Non-Selling Sales, Along with The Moat
Conventional training for both hands-on sales and creating content for sales/marketing hammers pitching your product/services benefits. That, of course, launches the competitive situation: Prospects compare your benefits with what else has been presented to them by other businesses or nonprofits.
SPACE YOU OWN
In contrast, caring about the weak links in your prospects’ systems, operations, approaches, or lifestyles establishes space you own. It’s not selling. It’s setting up the unique context of partnership. It’s up to you to structure that in a way that a moat surrounds it. Competitors will have to hunt around for other kinds of weak links.
This focus on caring about weak links is the fourth in Law and More’s exclusive series on non-selling sales. The most recent has been Thinking Like a Scientist, Not Marketing/Sales Types. The first article in this Law and More series explains the non-selling sales secret of nurturing the strength of weak ties. The second focuses on The Always Be There Principle.
FROM FACEBOOK TO LINKEDIN
The founders of Facebook made clear to the eventual users at Harvard that there was a weak link in their ability to connect with each other via their .edu email address and photos. That limited their social networking. The potential members connected the dots. It wasn’t selling. It was a pull force. Soon enough, entrepreneurs, known for spotting weak links, created other types of social networks. Facebook, though, didn’t seem to be good at moat-building.
LinkedIn, as an early professional network, picked up on the weak links between those needing talent and the talent. There were also those weak links in how professionals could connect digitally with each other. Over the years LinkedIn, through its Updates, recognized the weak links between communicating about work and about personal life. Some contend LinkedIn has evolved into a personal network for professionals. Being on Linkedin is a must for most professionals. In itself that has created the moat.
ALCOHOLICS ANONYMOUS
From its founding in 1935, self-help recovery organization Alcoholics Anonymous focused on the weak links in the thinking and behavior of problem drinkers. It introduced those in its “bible” the Big Book. Those insights were codified in The Twelve Steps and Twelve Traditions.
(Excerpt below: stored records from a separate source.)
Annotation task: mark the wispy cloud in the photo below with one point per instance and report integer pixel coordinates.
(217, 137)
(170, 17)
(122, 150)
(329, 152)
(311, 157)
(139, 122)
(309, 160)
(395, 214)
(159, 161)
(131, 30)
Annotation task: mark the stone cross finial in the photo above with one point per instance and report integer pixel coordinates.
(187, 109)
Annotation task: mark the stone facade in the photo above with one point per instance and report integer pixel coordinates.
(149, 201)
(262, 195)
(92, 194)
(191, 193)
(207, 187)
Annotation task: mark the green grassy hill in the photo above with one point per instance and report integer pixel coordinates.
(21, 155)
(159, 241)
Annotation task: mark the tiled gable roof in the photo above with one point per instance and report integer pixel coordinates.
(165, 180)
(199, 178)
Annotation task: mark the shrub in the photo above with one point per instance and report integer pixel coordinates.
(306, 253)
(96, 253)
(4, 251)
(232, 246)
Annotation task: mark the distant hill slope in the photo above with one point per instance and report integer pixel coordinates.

That approach created a disconnect between the usual excuses for alcohol abuse such as the awful boss or an abusive childhood to doing an inventory of one’s inner life and personal conduct.
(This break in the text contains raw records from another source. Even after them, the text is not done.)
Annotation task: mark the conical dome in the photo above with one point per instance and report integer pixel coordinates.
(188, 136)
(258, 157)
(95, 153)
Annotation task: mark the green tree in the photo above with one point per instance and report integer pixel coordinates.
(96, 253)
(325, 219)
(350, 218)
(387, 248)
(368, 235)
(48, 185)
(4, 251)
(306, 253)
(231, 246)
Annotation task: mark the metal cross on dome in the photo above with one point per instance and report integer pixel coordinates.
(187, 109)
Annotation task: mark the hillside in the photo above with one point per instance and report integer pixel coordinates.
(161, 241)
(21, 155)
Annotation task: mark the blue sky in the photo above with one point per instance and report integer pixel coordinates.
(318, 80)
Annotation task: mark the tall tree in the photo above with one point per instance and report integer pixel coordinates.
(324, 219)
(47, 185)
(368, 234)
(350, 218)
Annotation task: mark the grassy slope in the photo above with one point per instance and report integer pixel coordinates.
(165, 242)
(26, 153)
No surprise, this twelve-step program is based on attraction, not promotion. There is no soliciting of new members. What attracts is the transformation of former problem drinkers to responsible human beings who have addressed those weak links.
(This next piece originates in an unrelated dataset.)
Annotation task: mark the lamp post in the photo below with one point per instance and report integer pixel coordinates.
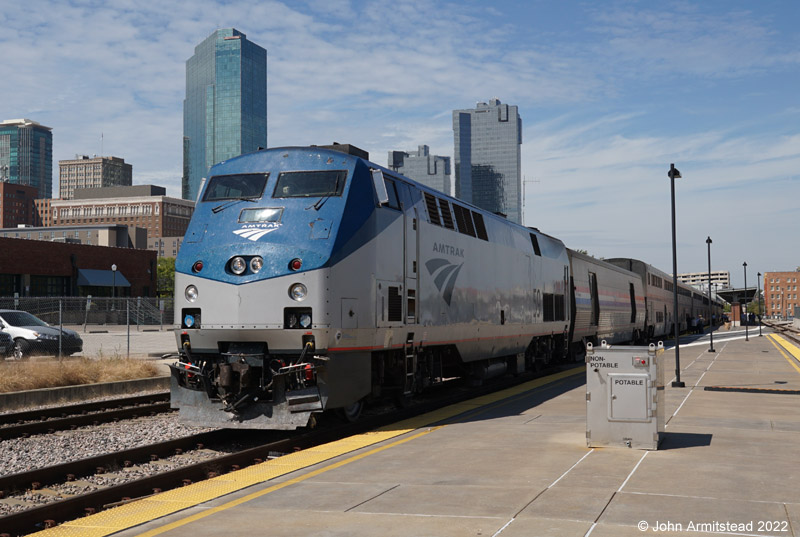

As is well known, the court system compassionately recognizes the existence of weak links. It provides as an alternate to jail attendance at AA meetings to experience a paradigm shift: repairing those links. AA labels that weak links “character defects.”
PAUL WEISS’ ESG ADVISORY PRACTICE
Chairperson of law firm Paul Weiss Brad Karp noticed this: the weak links between the operation of business as usual and what the front lines of the ESG (Environmental Social Governance) movement were demanding in terms of values and conduct. Corporate leaders were reeling. They, as the upheaval at Disney and Starbucks showcase, still are. In spring 2020, Karp formally created the legal sector’s first Sustainability & ESG Advisory Practice. Its moat is its multi-disciplinary expertise, including Wall Street transactional and litigation experience.
In a Corporate Counsel article, targeted at the in-house legal department market segment, Karp, along with Paul Weiss’ Chief Sustainability Office David Curran, explicitly use the term “weak link.” They discuss:
“… ESG links in mergers and acquisitions and IPOs. When it comes to reputational risk, clues are often buried in places that lawyers don’t traditionally look. All it takes is one weak link – in a supply-chain agreement or a board member’s bad behavior …”
CARING
So, how can established businesses, startups, and nonprofits identify weak links? There has to be caring. Not a one-dimensional focus on profit-making or achieving a mission if a non-profit. But that has nothing to do with emotion per se. It has everything to do with a determination to discover why a problem continues to exist. After connecting the dots on the weak link, then there can be a solution. The market is usually positioned to magically embrace it.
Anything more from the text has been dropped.